FARMINGTON, Maine — Franklin County residents plan to demonstrate Wednesday to get their message across: They want their jail back.
They want it returned to full operational status rather than the 72-hour holding facility the state turned it into in July 2009 as part of its plan to consolidate the county jail system.
They are creating signs to hold during the “Give Us Back Our Jail” rally and demonstration at 5 p.m. April 10 in front of the Franklin County Courthouse on Main Street in downtown Farmington.
Dozens of residents have pledged their support to stand with Franklin County Sheriff Scott Nichols Sr. and other officials during the peaceful rally.
Many have already sent letters and emails off to the state Board of Corrections, governor and members of the Legislature in an effort to stress their point.
A legislative committee unanimously voted down a bill on April 1 to make Franklin County Detention Center a jail instead of a holding facility.
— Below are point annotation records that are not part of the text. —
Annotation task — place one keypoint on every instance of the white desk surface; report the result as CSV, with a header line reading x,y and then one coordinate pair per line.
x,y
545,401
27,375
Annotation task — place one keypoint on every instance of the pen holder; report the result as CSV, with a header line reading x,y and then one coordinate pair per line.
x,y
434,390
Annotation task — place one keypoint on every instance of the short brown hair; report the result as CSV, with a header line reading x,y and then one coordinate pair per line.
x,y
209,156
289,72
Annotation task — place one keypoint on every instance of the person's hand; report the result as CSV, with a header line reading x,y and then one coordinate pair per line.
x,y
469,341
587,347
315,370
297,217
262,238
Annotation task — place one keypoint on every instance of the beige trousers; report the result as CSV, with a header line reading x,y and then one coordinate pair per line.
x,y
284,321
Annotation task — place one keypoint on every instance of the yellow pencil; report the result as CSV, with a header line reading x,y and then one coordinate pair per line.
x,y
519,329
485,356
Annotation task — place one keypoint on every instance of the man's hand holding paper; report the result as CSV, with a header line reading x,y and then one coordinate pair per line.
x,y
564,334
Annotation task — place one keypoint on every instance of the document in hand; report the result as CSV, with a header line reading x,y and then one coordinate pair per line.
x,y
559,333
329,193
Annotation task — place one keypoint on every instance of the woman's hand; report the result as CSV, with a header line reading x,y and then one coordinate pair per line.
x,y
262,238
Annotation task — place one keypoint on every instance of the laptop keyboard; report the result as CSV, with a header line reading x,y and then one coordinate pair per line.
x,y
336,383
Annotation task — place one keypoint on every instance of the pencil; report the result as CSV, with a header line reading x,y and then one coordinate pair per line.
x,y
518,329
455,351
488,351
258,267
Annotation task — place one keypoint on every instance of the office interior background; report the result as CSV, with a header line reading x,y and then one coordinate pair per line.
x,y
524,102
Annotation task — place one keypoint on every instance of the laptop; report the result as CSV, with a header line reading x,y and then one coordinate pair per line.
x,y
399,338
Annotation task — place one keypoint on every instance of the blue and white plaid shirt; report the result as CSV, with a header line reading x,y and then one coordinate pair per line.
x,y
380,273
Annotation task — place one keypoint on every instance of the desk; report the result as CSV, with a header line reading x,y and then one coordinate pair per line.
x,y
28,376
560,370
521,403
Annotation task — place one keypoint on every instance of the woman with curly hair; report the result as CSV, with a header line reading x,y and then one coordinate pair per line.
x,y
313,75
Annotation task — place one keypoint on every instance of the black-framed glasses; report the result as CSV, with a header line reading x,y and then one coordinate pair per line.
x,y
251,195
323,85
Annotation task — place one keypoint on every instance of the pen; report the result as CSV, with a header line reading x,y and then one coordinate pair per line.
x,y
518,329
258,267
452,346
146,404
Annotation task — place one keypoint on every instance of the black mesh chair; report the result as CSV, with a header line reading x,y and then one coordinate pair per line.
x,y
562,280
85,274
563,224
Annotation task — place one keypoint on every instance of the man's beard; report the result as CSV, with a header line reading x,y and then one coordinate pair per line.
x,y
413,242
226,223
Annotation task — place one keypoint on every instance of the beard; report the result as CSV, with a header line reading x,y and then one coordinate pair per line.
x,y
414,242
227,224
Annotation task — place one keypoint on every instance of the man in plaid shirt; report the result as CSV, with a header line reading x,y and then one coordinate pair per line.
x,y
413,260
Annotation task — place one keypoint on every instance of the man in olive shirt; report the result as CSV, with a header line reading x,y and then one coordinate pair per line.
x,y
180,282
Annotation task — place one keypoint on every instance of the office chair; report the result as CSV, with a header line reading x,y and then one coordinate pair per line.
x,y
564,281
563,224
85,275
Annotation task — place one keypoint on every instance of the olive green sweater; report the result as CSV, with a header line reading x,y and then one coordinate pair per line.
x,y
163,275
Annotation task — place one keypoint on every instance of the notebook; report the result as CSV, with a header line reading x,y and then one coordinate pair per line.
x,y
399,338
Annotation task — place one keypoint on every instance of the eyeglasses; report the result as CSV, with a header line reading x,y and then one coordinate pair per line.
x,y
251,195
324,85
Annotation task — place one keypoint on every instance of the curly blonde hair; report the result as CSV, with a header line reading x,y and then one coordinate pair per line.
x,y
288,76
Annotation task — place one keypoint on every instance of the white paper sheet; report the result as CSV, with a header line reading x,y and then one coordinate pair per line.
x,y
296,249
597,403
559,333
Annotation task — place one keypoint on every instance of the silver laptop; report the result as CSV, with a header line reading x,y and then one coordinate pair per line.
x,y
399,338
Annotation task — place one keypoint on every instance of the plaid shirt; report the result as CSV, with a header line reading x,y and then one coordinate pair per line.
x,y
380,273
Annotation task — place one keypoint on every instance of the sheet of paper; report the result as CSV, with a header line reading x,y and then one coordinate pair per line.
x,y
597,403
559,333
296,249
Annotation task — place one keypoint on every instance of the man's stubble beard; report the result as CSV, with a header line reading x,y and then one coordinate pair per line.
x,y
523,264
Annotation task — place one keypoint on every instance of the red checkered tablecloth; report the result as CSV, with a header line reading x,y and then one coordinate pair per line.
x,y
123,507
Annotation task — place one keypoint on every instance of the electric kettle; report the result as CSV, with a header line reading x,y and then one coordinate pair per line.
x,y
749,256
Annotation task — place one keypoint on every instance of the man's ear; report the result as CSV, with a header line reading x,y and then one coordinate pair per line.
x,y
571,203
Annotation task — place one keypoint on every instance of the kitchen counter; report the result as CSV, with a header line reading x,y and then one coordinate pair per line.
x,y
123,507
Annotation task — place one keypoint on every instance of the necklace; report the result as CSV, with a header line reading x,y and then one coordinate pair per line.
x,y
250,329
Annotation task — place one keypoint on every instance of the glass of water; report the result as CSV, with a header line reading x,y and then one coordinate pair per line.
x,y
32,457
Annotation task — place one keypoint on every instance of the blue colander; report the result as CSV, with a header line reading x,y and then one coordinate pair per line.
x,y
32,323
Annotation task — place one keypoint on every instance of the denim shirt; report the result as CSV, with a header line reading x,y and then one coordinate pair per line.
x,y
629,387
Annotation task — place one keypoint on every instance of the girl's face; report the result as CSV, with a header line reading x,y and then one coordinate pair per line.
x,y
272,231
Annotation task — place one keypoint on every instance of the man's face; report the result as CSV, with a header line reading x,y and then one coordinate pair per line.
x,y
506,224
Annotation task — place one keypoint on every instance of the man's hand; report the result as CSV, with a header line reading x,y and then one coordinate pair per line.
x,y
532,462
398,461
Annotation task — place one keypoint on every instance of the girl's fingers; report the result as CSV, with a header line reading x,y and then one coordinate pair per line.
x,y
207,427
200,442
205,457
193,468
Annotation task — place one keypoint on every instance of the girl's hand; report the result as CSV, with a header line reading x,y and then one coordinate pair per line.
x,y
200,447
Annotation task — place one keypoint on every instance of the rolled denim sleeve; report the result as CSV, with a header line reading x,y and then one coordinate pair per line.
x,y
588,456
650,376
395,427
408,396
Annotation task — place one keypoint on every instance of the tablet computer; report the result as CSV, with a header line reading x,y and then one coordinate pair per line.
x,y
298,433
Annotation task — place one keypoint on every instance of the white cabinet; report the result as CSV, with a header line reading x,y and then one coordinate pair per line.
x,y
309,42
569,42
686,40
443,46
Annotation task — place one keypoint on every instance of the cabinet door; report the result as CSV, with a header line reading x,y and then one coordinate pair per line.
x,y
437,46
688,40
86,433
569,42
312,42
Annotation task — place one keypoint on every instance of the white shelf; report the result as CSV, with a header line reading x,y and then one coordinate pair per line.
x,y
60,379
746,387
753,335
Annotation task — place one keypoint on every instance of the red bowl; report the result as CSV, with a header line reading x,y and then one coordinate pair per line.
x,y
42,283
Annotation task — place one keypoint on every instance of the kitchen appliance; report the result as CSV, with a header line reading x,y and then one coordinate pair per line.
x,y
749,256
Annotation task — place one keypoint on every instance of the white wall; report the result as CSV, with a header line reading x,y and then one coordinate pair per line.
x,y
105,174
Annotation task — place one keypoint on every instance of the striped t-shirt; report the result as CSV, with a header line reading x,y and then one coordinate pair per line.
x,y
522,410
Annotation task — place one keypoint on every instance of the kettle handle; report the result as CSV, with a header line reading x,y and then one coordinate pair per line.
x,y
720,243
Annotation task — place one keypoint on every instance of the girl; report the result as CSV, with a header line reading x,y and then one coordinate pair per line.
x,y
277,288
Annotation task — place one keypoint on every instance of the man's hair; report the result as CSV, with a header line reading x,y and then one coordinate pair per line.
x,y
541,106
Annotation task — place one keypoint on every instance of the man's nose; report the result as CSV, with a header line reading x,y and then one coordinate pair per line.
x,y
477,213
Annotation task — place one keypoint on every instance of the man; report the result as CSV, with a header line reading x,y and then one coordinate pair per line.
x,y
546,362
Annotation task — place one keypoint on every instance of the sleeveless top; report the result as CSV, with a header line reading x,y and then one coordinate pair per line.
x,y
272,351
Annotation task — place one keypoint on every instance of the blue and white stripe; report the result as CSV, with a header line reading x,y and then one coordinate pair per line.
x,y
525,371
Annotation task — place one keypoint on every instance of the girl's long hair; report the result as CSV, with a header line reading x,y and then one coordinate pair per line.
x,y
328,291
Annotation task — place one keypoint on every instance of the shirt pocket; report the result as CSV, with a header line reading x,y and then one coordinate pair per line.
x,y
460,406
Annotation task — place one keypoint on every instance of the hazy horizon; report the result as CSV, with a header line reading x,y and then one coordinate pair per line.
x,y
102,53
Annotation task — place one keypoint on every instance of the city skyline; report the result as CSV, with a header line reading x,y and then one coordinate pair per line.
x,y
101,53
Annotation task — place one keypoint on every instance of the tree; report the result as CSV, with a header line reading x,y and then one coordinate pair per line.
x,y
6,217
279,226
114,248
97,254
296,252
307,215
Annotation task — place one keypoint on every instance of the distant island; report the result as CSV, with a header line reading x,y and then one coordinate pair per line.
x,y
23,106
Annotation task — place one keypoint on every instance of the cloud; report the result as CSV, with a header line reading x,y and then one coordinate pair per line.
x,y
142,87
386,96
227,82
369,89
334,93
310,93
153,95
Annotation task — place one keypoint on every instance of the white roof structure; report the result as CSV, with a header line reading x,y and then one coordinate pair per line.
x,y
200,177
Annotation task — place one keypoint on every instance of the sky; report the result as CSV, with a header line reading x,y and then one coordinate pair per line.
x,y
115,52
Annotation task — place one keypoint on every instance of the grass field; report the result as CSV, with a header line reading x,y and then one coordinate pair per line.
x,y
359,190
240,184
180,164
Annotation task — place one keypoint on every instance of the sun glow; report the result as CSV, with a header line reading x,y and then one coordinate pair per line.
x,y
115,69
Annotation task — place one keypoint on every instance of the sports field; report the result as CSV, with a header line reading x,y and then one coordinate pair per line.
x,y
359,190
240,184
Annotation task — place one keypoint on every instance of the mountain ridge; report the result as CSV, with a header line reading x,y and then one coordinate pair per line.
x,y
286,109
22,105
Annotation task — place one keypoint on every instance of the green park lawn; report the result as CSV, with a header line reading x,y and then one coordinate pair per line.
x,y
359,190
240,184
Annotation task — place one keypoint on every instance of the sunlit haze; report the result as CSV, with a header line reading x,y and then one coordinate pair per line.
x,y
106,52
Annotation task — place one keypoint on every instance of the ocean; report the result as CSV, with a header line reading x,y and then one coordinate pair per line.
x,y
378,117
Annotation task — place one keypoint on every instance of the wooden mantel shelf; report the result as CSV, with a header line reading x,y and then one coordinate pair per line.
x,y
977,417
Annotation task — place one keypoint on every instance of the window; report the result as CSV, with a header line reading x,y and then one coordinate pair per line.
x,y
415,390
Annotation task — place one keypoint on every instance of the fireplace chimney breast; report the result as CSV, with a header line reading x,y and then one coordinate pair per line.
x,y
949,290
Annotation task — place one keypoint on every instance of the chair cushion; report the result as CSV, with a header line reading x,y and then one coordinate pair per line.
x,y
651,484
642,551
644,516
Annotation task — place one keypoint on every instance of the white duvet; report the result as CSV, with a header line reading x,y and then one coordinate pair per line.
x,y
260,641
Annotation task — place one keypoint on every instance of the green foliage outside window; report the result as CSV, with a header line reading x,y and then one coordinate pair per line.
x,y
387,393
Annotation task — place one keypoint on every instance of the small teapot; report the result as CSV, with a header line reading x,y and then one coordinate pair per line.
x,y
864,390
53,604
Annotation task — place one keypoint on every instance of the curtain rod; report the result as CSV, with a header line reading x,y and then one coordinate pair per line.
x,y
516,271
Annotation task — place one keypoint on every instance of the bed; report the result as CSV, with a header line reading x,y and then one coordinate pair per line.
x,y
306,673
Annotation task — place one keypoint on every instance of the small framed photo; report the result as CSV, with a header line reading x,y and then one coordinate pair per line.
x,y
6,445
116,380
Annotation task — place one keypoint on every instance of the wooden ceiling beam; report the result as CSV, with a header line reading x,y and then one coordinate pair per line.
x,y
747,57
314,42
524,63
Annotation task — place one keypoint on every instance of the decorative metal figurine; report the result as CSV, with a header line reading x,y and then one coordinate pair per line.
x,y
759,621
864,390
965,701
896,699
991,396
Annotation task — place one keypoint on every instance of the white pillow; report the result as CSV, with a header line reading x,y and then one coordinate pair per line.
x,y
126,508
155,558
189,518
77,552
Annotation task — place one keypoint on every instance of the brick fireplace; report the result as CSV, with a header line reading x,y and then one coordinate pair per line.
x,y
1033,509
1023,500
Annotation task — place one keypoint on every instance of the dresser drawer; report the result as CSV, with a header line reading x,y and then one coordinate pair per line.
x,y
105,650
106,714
A legislator is trying to resurrect the bill in some sort of fashion, but that has not happened.
Residents say they are tired of sending county taxpayers’ dollars to the state to run other jails in Maine. They are also tired of spending money on transportation to drive inmates around the state to a jail that has open beds. As of this past Wednesday, Franklin County Sheriff Scott Nichols Sr. told county commissioners the cost is reaching $125,000.
Somerset County Jail in Madison stopped taking Franklin County Jail inmates and other counties’ inmates as of March 26 due to the state withholding $280,000 it owes to Somerset County for a third-quarter payment for boarding inmates from other counties.
Somerset County Sheriff Barry DeLong said he and county commissioners have decided to keep the money it gets from the U.S. government to board federal prisoners to lower the tax burden on its residents and not share it with the state. Representatives of the Board of Corrections are looking into the legalities of that.
Franklin County taxpayers raise $1.6 million a year to run the jail. At the most since 2009, it has cost $1.1 million to do that, with $500,000 to $600,000 being sent to the state to support other jails.
Nichols told Franklin County commissioners the Sheriff’s Department could run the jail for nearly $1.6 million.
Ryan Morgan, chairman of the Farmington Board of Selectmen, also a county Budget Committee member, told Franklin County commissioners Wednesday that people want their jail back and want commissioners to act.
Commissioners have been to the state Legislature and the Board of Corrections to try to have the mission for the jail changed. A proposal to allow the jail to have prerelease inmates at the jail, which helped towns in the area save more than $50,000 previously with inmate labor, was not acted upon.
The commissioners’ request to change the mission in September 2012 has also not been acted upon by the Board of Corrections.